Claire Kramsch, a linguist at the University of California, Berkeley, tells him the question should not be "How many languages do you know?" but rather "In how many languages do you live?" Understanding the cultural nuances of a language requires extensive ongoing contact with its speakers, and for that reason Kramsch doubts that anyone could ever live in more than four or five languages.
Fair enough, but what about the less nuanced yet still astonishing feats of memory and computation that people display when they pick up a new language, or eight? Erard points out that, for no good reason, this question has been neglected by science. After all, we study extraordinary aptitude in mathematics and music; why not hyperpolyglots?

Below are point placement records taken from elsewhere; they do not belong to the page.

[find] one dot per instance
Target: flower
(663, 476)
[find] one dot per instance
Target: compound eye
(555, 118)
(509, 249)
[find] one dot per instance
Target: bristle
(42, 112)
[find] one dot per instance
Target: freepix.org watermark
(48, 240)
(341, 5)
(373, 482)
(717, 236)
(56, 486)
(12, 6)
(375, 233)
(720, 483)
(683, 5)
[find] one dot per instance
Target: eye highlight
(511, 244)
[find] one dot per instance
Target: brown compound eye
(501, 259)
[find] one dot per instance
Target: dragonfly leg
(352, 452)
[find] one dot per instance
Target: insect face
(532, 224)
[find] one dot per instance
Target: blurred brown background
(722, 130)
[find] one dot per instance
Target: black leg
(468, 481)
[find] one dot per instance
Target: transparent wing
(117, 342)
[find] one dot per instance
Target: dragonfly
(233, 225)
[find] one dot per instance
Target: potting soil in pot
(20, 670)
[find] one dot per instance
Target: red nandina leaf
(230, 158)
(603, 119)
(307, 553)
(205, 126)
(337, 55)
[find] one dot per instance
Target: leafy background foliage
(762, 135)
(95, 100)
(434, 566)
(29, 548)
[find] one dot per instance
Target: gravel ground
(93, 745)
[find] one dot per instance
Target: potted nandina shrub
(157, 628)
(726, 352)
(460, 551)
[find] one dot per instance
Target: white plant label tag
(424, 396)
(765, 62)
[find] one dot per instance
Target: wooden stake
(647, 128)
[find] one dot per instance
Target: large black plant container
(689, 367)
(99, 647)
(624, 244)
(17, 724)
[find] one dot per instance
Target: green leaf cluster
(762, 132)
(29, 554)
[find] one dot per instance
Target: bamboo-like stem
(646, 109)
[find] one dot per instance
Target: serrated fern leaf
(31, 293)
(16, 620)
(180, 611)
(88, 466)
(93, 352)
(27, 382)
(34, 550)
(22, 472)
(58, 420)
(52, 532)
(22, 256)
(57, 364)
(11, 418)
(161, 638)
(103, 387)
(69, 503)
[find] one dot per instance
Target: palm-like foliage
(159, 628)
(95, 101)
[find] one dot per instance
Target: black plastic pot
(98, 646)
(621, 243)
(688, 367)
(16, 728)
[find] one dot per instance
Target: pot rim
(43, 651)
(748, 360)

Erard tracks down Mezzofanti's papers, speaks to many fascinating language experts and even learns that some bilingual people experience mental illness in one language but not another. Most interestingly, he surveys a group of modern hyperpolyglots. Memory, motivation and practice are all important, they say, but so is pragmatism. Those who claimed to speak 11 languages did not much care about sounding like a native. Unlike Mezzofanti, their goal was not to dazzle but to do - see the world, read the local paper and not get lost.
D - kinda the basis for my idea of learning natural languages.
Just learn the parts that are regular.
For example, don't bother learning any Spanish irregular verbs.
Or English irregular plurals. Mooses. Gooses. Octopuses. Mitvots. And so on.
You'll be understood - and corrected. But so what.